Design Systems and AI

TL;DR

A visual polish session was the trigger. I redirected it into design-system infrastructure because the refresh would only paint on top of the same structural problems. 18 days later, Primer iOS is production-shaped: 597 functional color tokens, 18 SwiftUI components, 17 UIKit twins, a demo app, a Figma plugin, all built with an agent-first workflow of 10 specialized agents. Engineering picked it up within 24 hours, leadership funded the rollout, and the same structural argument now seeds Primer Android.

Primer iOS: One designer, 10 AI agents, and a design system

Primer iOS is a design system package for GitHub Mobile: shared tokens, SwiftUI components, UIKit twins, a demo app, and a Figma plugin that reads from the same source as the code.

I started this solo, with no engineering headcount and no mandate. A visual refresh was the trigger, but the refresh couldn't be the finish line once the structural issues were visible. It would only paint on top of them. I used the moment to build the infrastructure under it, so the next design decisions had somewhere durable to land instead of being rediscovered every time.

18 calendar days later, the package was production-shaped and the first engineering contributor showed up within 24 hours of me announcing it. Leadership and the team funded it for production rollout.

Pivoting from polish to system

Before Primer iOS, there was a 12-PR visual refresh in flight, around 289 files and 30+ screens, with most of the actual UI work generated through an AI workflow inside the production codebase. The PRs were technically fine, but engineering capacity to merge them never materialized, and the deeper reason was structural. Piecemeal polish wouldn't get the team anywhere durable. For a moment it might have looked better, but the underlying issues would have stayed there, and the next refresh would have had the same problems. The system really had to be the project itself, not the polish painted on top.

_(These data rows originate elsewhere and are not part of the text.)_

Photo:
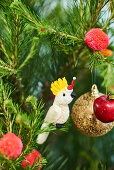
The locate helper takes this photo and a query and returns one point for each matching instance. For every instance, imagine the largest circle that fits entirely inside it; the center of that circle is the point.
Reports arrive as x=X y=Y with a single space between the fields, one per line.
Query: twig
x=93 y=19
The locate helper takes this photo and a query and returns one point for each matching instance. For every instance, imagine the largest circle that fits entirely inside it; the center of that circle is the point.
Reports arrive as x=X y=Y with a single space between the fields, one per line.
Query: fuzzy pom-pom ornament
x=32 y=158
x=58 y=113
x=97 y=39
x=11 y=145
x=84 y=118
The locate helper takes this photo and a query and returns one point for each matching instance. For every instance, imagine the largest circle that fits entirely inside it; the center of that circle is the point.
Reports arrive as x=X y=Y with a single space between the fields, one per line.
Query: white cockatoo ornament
x=58 y=113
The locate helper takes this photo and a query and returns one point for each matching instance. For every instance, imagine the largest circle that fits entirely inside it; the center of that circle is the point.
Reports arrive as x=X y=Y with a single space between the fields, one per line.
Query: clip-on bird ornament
x=58 y=113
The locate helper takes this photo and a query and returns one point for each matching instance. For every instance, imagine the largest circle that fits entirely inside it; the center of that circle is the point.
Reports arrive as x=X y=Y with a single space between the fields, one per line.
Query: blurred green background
x=51 y=59
x=65 y=150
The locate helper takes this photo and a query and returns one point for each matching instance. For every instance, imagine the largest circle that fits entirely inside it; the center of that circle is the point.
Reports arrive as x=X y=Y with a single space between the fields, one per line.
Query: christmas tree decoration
x=11 y=145
x=106 y=52
x=32 y=159
x=104 y=108
x=84 y=118
x=59 y=112
x=97 y=39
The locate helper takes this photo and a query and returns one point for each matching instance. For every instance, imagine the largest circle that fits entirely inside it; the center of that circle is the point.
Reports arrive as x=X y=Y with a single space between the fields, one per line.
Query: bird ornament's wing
x=53 y=114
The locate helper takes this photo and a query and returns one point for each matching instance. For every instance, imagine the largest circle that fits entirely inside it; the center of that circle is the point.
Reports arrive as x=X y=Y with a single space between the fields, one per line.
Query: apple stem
x=108 y=96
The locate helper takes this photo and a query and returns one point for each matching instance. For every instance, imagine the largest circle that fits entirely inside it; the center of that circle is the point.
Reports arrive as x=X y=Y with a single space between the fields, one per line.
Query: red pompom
x=31 y=159
x=97 y=39
x=11 y=145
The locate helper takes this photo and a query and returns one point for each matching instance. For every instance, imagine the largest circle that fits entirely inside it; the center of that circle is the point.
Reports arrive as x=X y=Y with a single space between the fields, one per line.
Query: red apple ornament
x=104 y=108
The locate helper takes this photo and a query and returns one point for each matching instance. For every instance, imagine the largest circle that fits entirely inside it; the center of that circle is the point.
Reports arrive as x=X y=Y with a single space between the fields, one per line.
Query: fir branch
x=22 y=10
x=3 y=49
x=30 y=55
x=96 y=14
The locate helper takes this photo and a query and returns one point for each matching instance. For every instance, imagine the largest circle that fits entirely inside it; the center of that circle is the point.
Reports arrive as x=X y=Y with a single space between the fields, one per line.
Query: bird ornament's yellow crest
x=58 y=85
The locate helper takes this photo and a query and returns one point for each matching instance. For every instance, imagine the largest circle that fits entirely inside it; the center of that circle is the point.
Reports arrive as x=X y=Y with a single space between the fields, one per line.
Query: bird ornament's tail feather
x=43 y=136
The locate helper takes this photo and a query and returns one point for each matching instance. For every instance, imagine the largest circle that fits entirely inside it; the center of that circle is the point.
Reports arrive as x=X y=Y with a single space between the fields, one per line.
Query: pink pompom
x=31 y=159
x=97 y=39
x=11 y=145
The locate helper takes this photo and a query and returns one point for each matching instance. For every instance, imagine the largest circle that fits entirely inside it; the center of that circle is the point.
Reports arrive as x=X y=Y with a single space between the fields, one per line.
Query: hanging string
x=93 y=74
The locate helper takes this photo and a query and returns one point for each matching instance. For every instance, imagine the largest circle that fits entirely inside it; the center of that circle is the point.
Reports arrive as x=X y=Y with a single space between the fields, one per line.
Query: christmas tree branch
x=22 y=10
x=3 y=49
x=95 y=16
x=30 y=55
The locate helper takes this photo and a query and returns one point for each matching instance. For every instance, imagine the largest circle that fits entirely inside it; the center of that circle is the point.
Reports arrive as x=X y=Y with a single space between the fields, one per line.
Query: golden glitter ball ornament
x=84 y=118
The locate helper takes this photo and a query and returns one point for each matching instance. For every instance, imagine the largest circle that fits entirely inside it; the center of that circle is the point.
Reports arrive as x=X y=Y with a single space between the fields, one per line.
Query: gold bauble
x=84 y=118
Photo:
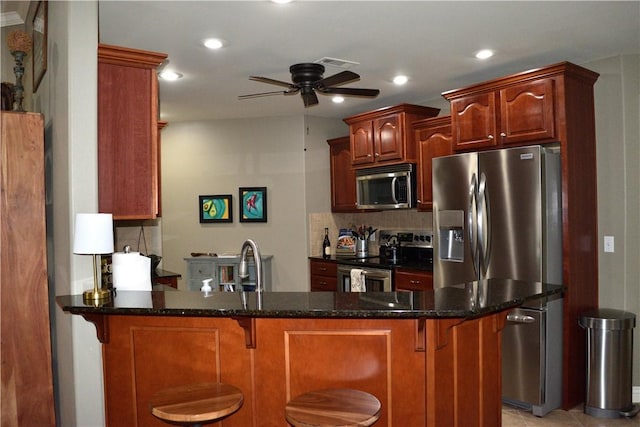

I made the case to PM, design, and engineering leadership that we should redirect the capacity from visual polish into Primer iOS. They agreed after I showed the potential impact and ROI. The visual refresh becomes the evidence base for the design system, not the deliverable. That call shapes what the team is building toward, more than the package itself does.

What exists now

Primer iOS has three layers, shared tokens, SwiftUI components, and UIKit twins. UIKit still has to be there because GitHub Mobile for iOS still has a lot of UIKit. A SwiftUI-only system would look cleaner on paper and be much less useful in practice.

The first version included 597 functional color tokens, 726 bundled Octicons, 18 SwiftUI components, 17 UIKit twins, a demo app, a migration strategy, and a Figma plugin that generates a 1:1 component catalog from the same token definitions.

I built it with Swift 6 strict concurrency and zero third-party dependencies because the foundation has to stay small enough that engineering can trust it.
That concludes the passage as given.